Four years ago I met a woman who had a son (9) I then adopted. She is suing for divorce after one heated argument. My wife indicated in divorce papers that my adopted son doesn’t wish to continue our relationship or see me yet she also stated visitation be allowed. She reneged on visits and left me with no alternative but to seek relief through the courts. My adopted son has not said anything to me but I believe his mother is influencing him. He is a teenager and we enjoyed a wonderful relationship until the separation. His school progress has suffered. I fear the biological parent is using the child as a tool. Now the biological mother is using the adoption to say that I shouldn’t have the same rights. Do you have any advice? I feel I may not only lose my relationship with my adopted son, but that the biological mother may seek to undo the adoption. (Edited)

What is in the child’s best interests is difficult to discern! Undoing legal relationships is generally not a good idea – but it seems to come easy to the mother. The more you push, the greater resistance you will face. A wise lawyer will be able to offer you better guidance than I can offer.

September 1, 2007

He is moody and jealous but my family love him…..

by Rod Smith

“My boyfriend annoys me. He is jealous and petty and he is moody. But my family loves him and so I stay with him. I did not realize this until I took a long hard look at what was keeping me with him. Now he is talking marriage and I am thinking things will get better. It didn’t start this way. He was more outdoor-ish, more adventurous and not at all jealous when we first started going out. Then things started to run down hill when the relationship got serious. I suppose he couldn’t pretend forever and now I am seeing the real person he is. Please help.”

Considering your family so loves him, perhaps there is another member of the family who’d like to pick up the relationship I hope you will soon terminate.
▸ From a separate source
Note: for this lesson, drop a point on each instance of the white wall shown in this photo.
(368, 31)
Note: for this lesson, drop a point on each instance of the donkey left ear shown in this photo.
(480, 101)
I’d suggest you do not continue to date someone because your family loves him or in the hopes things will improve once you marry.

Announce the end of the relationship directly to your moody man and then inform your family about what you have done.

Be sure you know what you want before you implement your plan. Families have an odd way of getting what families want, and I hope in your family’s case, it is not at your expense.